The primary role of traditional crafts in rites of passage is reflected in the extraordinary pieces included in this exhibit. These are the works of artists who have managed to adapt new forms, materials and/or techniques to suit the changing conditions, needs, and tastes of life in America. Their works are highly valued within the communities they serve. Visual artworks also find a place in the exhibit as documents of life-cycle traditions and of the artist's perspective on those traditions.
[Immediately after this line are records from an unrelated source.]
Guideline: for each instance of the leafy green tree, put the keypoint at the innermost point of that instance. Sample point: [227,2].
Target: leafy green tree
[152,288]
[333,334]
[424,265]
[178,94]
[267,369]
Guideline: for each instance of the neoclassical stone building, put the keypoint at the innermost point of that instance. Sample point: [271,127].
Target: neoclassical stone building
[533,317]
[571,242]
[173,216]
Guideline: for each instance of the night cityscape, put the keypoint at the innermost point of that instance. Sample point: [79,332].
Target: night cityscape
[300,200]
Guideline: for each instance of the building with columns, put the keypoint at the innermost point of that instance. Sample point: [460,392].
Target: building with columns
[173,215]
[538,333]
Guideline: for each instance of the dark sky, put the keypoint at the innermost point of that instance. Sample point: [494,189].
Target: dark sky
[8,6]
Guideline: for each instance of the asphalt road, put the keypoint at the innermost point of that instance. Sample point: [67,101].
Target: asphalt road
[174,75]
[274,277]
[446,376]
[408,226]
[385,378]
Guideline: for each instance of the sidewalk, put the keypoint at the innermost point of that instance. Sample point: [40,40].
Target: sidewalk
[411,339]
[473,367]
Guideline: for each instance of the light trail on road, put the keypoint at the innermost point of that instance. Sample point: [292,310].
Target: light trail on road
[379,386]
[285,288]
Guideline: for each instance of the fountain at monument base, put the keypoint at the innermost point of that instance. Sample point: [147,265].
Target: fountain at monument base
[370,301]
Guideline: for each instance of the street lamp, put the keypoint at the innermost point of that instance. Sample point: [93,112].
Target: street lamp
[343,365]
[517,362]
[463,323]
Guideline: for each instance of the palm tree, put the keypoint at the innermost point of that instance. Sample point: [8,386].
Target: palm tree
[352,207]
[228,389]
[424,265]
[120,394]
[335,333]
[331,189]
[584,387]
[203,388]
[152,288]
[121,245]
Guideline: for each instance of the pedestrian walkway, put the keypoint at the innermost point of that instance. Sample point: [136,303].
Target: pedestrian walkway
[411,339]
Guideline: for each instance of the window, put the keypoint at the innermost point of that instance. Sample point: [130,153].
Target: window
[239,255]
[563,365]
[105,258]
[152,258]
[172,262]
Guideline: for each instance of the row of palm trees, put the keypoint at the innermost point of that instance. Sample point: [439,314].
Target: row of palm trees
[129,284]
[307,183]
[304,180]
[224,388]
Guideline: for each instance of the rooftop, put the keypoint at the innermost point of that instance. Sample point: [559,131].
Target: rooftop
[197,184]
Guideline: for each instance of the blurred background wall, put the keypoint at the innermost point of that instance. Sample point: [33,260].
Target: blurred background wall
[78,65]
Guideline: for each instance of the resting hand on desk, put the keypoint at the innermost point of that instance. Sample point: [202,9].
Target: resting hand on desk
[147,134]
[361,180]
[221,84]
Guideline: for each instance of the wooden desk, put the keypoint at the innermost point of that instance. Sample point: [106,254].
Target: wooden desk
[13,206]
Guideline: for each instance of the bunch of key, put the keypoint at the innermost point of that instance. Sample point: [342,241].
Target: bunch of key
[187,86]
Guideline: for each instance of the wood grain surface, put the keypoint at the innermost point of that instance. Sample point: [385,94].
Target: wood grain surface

The essays included here examine rites of passage from a variety of perspectives. Curator Pamela Nelson views them in the context of social history, examining the impact of immigration, assimilation, intermarriage and other forces of change. Steven Zeitlin looks at life-cycle events from a folklorist's perspective, dealing with the customs, rituals and choices people make in moving through life's stages. In her essay, art historian Jill Leslie McKeever-Furst examines the clothing, traditional objects and other visual materials that are incorporated into life-cycle observances. These essays are an original contribution to the literature on ethnicity and cultural change.